Snowplow Analytics Engineering Technical Test

Please complete all 3 exercises (SQL, dbt, Python). Both the SQL and dbt exercises make use of the same Docker image. If you don't have Docker installed, please check their getting started docs. Each exercise is expected to take you around 30-60 minutes, depending on your experience.

In all the exercises we are not looking for a perfect solution, but how you approach the challenges and work through solving any issues while working with data. Even if you are unable to fully complete the task(s), please submit what you have done so far.

Please submit your solutions in a format appropriate for each task, make sure to include comments in any code and feel free to provide any other context or additional materials that will help us understand your work. If you have any questions please reach out.

To submit your work, please submit it in a github repository and share the link in response to the email you recieved asking you to complete this. Please ensure to share it with @agnessnowplow.

Please do not fork this repo publicly. If you wish to fork the repo, do so privately.

Docker Image Setup and Usage

To get started, please ensure you have docker installed on your machine, docker desktop is also recommended for easier management of containers.

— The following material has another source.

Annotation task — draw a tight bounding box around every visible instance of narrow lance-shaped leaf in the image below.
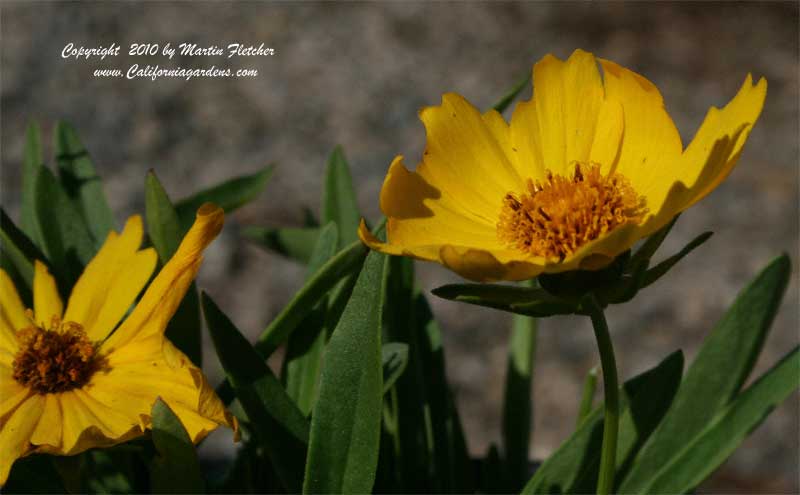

Once docker is installed, simply run docker compose up, or docker compose up -d to run it detached. This will start a postgres warehouse available on port 5432, with a username of admin and a password of password and will begin to populate the warehouse with the training data required. This should take a few minutes depending on your hardware and will only need to be done the first time the container is created. You should connect using your preferred tool e.g. VScode, or a version of pgAdmin has also been included in the image and will be available on http://localhost:5050/, with a username of admin@admin.com and a password of password .

To add a connection for pgAdmin, right-click on Servers once logged in, then Register -> Server, give it whatever name you want and in the connection tab use the following details:

  • Host name/address: host.docker.internal
  • Maintenance Database: tech_test
  • Username: admin
  • Password: password
  • Save password

Leave the remaining unchanged. To start writing SQL Queries, expand the left side bar until you see the tech_test warehouse then right-click and select Query Tool.

Exercises

SQL Exercise

The database within the postgres image contains a schema called murder_mystery, which has the below ERD.

A crime has taken place and the detective needs your help. The detective gave you the crime scene report, but you somehow lost it. You vaguely remember that the crime was a murder​​ that occurred sometime on ​Jan.15, 2018​​ and that it took place in SQL City​​.

All the clues to this mystery are buried in the database, and you need to use SQL to navigate through this vast network of information. Your first step to solving the mystery is to retrieve the corresponding crime scene report from the police department’s database.

The goal is to end up with as few queries as possible, by taking advantage of various SQL features, and to avoid hard-coding information where possible. In some cases this is unavoidable, so do not focus on reducing the number of SQL queries beyond what seems sensible to reduce re-work should some data records change in the future.

You can validate that you have found the correct solution by using the check_solution function in the murder_mystery schema.

dbt Exercise

The database within the postgres image contains a schema called nycflights, which is based on the nycflights13 dataset from R. There may be some differences in column names or types, and there may be some additional or missing columns compared to the original data.

We have provided you with an empty dbt project, with the profile already configured, in the dbt_project folder. You are tasked with building a project that will enable people to more easily produce reporting and insights from the data. Consider things such as making it easy to make reports without having to do any joins from your tables, good project structure, and documentation.

  1. Add the 5 tables as sources within the project
  2. Create suitable models that will help with the following topics:
    1. Reporting on delayed flights; by airline and plane type
    2. The impact of wind speed on flight duration
    3. The usage of plane stock for each month of 2013
  3. Discuss how you might change these models to make them incremental assuming new data was added to table each day. (You do not need to make these changes to the models, just discuss the impact and things you will need to consider.)

Python Exercise

We are looking for a well-commented python script that completes the following steps.

The files you will need are:

  • data/download_speed_measurements.csv
  • data/upload_speed_measurements.csv
  • data/details_for_each_person.csv

Field descriptions are in data/DATA_DICTIONARY.md.

Import and transform

Please import these files and combine them into a single table that:

  • has the structure person_id, city, type_of_broadband_connection, name_of_isp, average_download_speed, average_upload_speed
  • has 1 line per person (i.e. calculate a single average download and upload speed for each person)
  • only contains people in the cities 'Samsville' and 'Databury'
  • only contains download and upload measurements that have run successfully (i.e. put a filter on did_test_complete_successfully)
  • only contains tests run in the month of January 2021 (i.e. put a filter on time_of_measurement).

There are alternative summary statistics used to measure download speed that are more nuanced than a simple average. An example is the average download speed each day, and take the 60th percentile. The value of this metric tells you that 'on at least 60% of days, average download speed was at least x.'

Calculate this metric for each person in the dataset and add it into your table.

Data quality

Like any dataset, this one has problems; for example:

  • There are people in different cities
  • People who have differing rates of missing data
  • There are people with average speeds that are either too high or too low for their type_of_broadband_connection (i.e. mislabeled data)
  • There are people who have OK data overall, but some individual tests fall outside of parameters.

Investigate the extent to which these problems appear in the dataset, also whether - and to what extent - they affect your results. Suggest any relevant follow-up investigations or corrective steps to apply to the data.

Visualization

Make a visualization of the distribution of average download speeds by ISP by city by connection type, which is designed so that a technically aware stakeholder can read the graph and see the differences between ISP for each package in each city.